ふと視線を上げると、廊下の向こうからリディアンの制服姿が駆けてくる。見覚えのあるリボンが激しく跳ねていた。
「…クリスくん?」
息を咳き切らせ、弦十郎の3メートルほど手前で足を止めたクリスの顔は青ざめていた。
おまけに涙目で半笑いのような表情になっている。
昨日の今日で急転直下の彼女の様相に、弦十郎は嫌な予感を覚えた。そして最悪なことに、この予感は外れたことがない。

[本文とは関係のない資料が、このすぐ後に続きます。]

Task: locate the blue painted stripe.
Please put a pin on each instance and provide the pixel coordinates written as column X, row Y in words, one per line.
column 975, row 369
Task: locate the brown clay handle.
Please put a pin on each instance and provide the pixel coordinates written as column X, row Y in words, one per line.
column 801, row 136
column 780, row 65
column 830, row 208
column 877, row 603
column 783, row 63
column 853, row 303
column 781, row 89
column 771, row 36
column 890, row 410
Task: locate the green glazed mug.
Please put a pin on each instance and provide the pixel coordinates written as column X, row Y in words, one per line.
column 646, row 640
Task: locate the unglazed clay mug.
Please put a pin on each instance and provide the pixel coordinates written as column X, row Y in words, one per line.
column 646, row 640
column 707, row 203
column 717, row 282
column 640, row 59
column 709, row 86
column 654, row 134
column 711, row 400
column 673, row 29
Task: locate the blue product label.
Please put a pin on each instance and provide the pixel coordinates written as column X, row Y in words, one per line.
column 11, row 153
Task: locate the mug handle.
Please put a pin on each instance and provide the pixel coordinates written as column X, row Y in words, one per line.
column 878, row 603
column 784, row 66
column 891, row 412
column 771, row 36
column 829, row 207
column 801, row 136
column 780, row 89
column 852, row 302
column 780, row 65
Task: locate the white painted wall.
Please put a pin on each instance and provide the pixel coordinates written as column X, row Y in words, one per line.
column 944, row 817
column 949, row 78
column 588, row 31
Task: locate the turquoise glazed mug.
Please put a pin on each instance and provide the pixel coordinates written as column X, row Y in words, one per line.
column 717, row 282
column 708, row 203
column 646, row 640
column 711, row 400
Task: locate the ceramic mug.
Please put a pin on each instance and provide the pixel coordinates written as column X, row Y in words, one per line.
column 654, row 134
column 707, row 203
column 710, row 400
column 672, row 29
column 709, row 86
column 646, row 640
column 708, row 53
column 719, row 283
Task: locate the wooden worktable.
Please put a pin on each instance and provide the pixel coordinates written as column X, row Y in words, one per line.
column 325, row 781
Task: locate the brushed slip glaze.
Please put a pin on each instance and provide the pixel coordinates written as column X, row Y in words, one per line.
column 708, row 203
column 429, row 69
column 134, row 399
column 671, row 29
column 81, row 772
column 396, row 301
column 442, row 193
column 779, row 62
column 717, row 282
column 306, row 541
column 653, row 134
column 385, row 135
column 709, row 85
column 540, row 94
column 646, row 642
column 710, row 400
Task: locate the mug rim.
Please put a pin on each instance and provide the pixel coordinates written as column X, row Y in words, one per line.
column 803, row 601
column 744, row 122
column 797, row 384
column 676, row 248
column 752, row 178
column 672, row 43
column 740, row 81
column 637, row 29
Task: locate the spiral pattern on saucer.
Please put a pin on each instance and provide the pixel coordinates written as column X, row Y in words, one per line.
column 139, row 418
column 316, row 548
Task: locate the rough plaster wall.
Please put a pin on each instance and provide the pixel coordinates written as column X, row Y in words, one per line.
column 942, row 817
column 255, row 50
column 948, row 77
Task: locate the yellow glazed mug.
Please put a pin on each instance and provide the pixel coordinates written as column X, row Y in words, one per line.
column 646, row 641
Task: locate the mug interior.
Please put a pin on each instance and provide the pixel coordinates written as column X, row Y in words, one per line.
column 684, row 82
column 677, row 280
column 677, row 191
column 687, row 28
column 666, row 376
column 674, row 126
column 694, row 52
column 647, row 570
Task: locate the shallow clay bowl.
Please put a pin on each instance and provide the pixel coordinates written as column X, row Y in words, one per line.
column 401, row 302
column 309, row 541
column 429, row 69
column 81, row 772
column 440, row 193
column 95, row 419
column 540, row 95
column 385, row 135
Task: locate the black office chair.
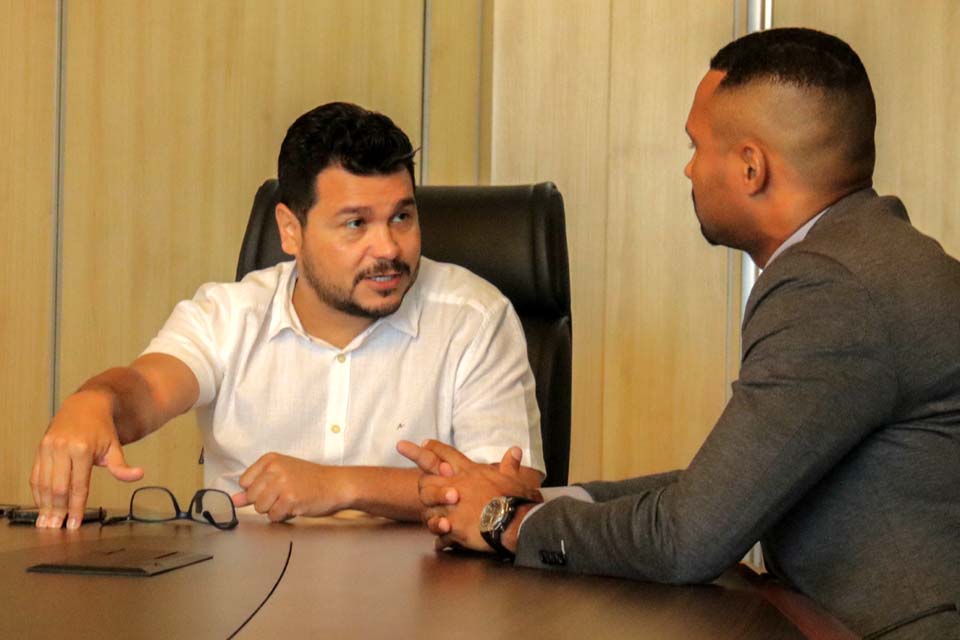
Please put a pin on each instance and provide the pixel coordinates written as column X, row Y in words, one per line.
column 514, row 237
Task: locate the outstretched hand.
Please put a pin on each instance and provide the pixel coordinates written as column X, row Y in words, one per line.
column 454, row 490
column 82, row 435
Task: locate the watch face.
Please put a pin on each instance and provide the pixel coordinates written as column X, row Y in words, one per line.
column 493, row 514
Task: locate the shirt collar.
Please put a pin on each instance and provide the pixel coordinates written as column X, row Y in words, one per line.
column 796, row 237
column 283, row 315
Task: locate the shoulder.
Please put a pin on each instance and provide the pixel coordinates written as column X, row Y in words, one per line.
column 449, row 285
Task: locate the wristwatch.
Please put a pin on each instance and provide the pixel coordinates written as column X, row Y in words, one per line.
column 494, row 520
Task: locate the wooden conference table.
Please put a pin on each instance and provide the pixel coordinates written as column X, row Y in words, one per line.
column 347, row 577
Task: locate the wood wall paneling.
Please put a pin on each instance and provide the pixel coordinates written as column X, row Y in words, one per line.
column 176, row 111
column 548, row 121
column 912, row 55
column 667, row 302
column 28, row 49
column 452, row 100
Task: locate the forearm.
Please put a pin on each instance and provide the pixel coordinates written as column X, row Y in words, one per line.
column 390, row 492
column 124, row 394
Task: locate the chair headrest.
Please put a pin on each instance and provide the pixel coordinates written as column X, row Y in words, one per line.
column 512, row 236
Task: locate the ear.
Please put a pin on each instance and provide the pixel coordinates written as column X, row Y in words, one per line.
column 291, row 232
column 753, row 162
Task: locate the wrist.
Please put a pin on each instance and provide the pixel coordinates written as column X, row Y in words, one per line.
column 92, row 399
column 511, row 535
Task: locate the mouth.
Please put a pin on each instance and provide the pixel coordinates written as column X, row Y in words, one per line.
column 384, row 282
column 385, row 276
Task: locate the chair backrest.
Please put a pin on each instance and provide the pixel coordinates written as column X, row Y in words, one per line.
column 512, row 236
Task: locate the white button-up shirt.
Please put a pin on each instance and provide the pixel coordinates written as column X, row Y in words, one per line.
column 450, row 364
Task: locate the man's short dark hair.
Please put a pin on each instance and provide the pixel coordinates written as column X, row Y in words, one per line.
column 809, row 59
column 338, row 134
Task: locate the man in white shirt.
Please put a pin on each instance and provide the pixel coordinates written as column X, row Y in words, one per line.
column 306, row 374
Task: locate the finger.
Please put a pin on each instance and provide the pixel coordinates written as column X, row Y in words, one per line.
column 423, row 458
column 510, row 463
column 35, row 480
column 59, row 486
column 432, row 496
column 117, row 465
column 438, row 525
column 448, row 454
column 253, row 472
column 79, row 489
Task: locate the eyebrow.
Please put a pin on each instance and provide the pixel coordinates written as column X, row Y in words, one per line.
column 351, row 211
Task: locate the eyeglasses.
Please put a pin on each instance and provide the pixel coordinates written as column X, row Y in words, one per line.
column 157, row 504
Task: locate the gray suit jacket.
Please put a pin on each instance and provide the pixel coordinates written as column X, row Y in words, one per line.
column 839, row 449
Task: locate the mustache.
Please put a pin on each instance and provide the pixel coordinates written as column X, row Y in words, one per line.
column 383, row 267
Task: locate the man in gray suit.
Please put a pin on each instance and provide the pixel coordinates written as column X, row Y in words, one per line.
column 840, row 447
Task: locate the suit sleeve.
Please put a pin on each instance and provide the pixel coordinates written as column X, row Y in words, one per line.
column 815, row 380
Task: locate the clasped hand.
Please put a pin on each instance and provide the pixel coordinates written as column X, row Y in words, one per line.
column 454, row 490
column 283, row 487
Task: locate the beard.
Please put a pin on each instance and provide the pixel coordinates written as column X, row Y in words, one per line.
column 343, row 299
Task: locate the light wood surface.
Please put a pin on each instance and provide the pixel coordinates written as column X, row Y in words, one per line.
column 350, row 578
column 912, row 55
column 28, row 50
column 176, row 111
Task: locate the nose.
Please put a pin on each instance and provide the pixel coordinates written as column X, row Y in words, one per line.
column 383, row 244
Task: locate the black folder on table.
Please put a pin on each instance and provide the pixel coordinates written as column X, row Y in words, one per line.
column 122, row 560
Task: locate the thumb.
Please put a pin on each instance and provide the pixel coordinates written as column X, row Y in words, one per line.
column 115, row 463
column 510, row 463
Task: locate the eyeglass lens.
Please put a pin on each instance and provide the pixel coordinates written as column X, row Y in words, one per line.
column 153, row 504
column 215, row 504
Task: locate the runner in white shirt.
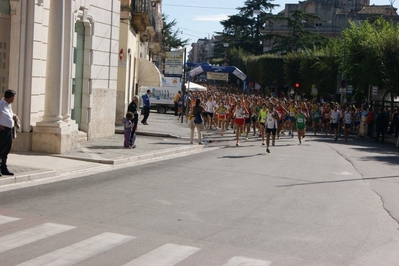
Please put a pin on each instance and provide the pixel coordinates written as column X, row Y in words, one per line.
column 348, row 118
column 239, row 120
column 210, row 107
column 271, row 126
column 335, row 115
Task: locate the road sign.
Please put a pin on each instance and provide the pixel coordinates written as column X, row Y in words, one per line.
column 349, row 89
column 343, row 83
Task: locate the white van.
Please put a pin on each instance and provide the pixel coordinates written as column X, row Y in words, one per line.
column 162, row 97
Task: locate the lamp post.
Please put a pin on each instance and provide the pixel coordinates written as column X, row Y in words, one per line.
column 225, row 45
column 257, row 13
column 314, row 26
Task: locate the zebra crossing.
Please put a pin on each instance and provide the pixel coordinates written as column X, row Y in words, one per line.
column 168, row 254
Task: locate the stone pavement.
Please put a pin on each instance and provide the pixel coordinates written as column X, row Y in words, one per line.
column 164, row 136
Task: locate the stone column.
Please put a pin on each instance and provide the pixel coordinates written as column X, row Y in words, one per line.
column 54, row 67
column 52, row 135
column 67, row 64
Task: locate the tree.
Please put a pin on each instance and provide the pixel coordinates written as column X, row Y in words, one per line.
column 297, row 38
column 170, row 37
column 242, row 30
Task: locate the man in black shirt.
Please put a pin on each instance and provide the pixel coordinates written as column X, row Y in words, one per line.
column 133, row 109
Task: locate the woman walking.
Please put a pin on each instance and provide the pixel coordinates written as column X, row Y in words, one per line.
column 197, row 122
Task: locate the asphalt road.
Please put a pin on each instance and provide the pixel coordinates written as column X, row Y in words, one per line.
column 320, row 203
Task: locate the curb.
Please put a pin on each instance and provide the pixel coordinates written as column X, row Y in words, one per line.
column 27, row 176
column 45, row 173
column 150, row 134
column 137, row 158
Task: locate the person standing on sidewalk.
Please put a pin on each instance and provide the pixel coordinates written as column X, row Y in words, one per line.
column 380, row 125
column 197, row 122
column 300, row 119
column 127, row 129
column 7, row 122
column 370, row 123
column 176, row 102
column 146, row 106
column 133, row 109
column 335, row 116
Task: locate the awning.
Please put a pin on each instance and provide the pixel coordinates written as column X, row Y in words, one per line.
column 148, row 74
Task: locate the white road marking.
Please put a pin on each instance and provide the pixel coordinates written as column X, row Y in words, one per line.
column 30, row 235
column 6, row 219
column 243, row 261
column 166, row 255
column 80, row 251
column 343, row 173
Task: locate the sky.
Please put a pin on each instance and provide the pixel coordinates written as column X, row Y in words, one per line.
column 197, row 19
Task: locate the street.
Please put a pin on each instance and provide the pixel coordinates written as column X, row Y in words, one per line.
column 319, row 203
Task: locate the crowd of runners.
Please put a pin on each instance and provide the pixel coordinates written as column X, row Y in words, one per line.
column 268, row 118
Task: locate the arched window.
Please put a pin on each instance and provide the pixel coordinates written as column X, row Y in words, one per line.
column 5, row 7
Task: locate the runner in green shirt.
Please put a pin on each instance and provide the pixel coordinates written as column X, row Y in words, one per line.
column 300, row 123
column 316, row 118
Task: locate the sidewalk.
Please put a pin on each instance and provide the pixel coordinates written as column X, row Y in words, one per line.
column 164, row 136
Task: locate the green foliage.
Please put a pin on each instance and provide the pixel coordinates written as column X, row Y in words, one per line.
column 266, row 69
column 372, row 55
column 243, row 29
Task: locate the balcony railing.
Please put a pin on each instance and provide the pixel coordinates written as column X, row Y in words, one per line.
column 142, row 15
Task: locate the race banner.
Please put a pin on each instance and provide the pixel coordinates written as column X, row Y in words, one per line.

「…なあ、おっさん。あたしは、別にアンタが昔、誰と付き合ってたって構いやしないんだ。あたしと違って大人だからなッ」
拗ねているような声音が震えている。
「なんだ、藪から棒に?」
そうは言ったものの、彼女が左手に持った書類袋が小刻みに震えているのが見て取れて、弦十郎の不安を煽る。
「じゃあ訊くけど、これは一体、どういうつもりだ?」
クリスは右手に小箱を取り出す。新婚旅行の時に、弦十郎が贈った結婚指輪だった。
「…どういうつもりだもなにも、何の話だ?」
未だによく事態を呑み込めない弦十郎に、クリスはハッと笑う。
「この指輪の宝石はサファイアだろ? だけど、なんでサファイアなんだ?」
「……」
「あたしだってバカじゃない。あたしの誕生石じゃないことくらい知ってるよ。なら、誰の誕生石なんだって話だ。おまけに指のサイズも合っていない」
―――それは、彼女のために用意した指輪だからだ。
素直に答えるには、クリスの声音が必死すぎた。
我知らず、額に脂汗が滲んむ。
口中が急速に乾いていく。
正直であれ。
弦十郎が己の胸に秘めた指針だ。
その先端が、まるで胸に刺さってくるよう。
ふと、天啓のように昨晩の友里の声が蘇る。
残酷な真実より、優しい嘘を。
しかし―――。
「当てて見せようか? これは、櫻井了子に贈るつもりの指輪だったんだろ?」
クリスの口調。縋るような表情。
全身で彼女は訴える。どうか否定してくれ。あたしの予想を裏切ってくれ。
ぎりりと弦十郎は歯噛みする。
なぜに真実を口にするのがこれほど苦しいのか、自分でもよく分からぬ。
それでも、毅然と顔を上げる。
やはり性分は曲げられない。
「…そうだ」
頷くと、途端にクリスの全身から力が抜けた。
天を仰いだクリスから、短くも絶望的な笑い声が一つ虚空へ放たれた。直後、何かが勢いをつけて飛んでくる。
咄嗟に受け止めてみれば、指輪の入った箱だった。
「クリスくん…!」
顔を上げた弦十郎の先で、乾いた表情のまま、クリスは冷たく言い放つ。